Jean-Pierre Bernès : On a tous les deux été marqués à vie par cette affaire. Je pense qu’on a payé pour l’exemple, comme Richard Virenque a payé pour l’exemple à l’époque dans le cyclisme. Mais je pense qu’avec la présence de Bernard, on est tombé dans l’excès médiatique. S’il y avait eu un autre président de l’OM que Bernard Tapie, on ne serait pas tombé dans l’excès comme ça. Je pense vraiment qu’on aurait pu nous éviter l’incarcération pour une telle affaire. Croyez-moi, l’incarcération, ça chamboule un homme, ça chamboule une famille, et ça chamboule surtout la santé.

Que signifie le fait que Bernard Tapie ait choisi d’être enterré à Marseille ?

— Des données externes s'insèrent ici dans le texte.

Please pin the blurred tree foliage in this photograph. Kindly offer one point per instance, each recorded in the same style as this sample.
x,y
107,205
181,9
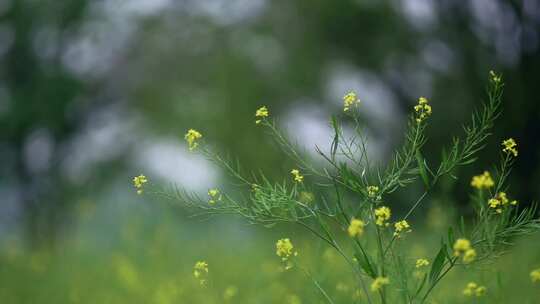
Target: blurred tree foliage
x,y
210,64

Jean-Pierre Bernès : Tapie, c’était un Parisien marseillais. Ce matin, j’ai survolé Marseille et j’ai encore eu tous les souvenirs qui me sont revenus. J’ai survolé le stade Vélodrome, j’ai repensé à tous les matchs. J’ai survolé la Joliette et la mairie de Marseille, devant lesquelles son bateau était souvent amarré. J’ai survolé le Sofitel de Marseille, où on faisait nos réunions. Bernard est un homme que j’ai beaucoup aimé, qui m’a beaucoup donné, qui m’a construit, et je lui en serai redevable à vie [il étouffe un sanglot]…

Basile Boli : C’est notre vie quoi. C’est des moments… Je ne sais pas comment expliquer ça. C’est le vestiaire, c’est les pleurs, c’est terrible ce que Jean-Pierre vient de dire parce que ça me ramène encore au moment où on sait qu’on va gagner, on sait qu’on est meilleurs, et on ne la gagne pas (la finale de la Coupe des clubs champions de 1991, perdue contre l’Étoile rouge de Belgrade, ndlr.).

Jean-Pierre Bernès : Je crois qu’avec Basile, on fait vraiment un gros effort pour parler de tout ça.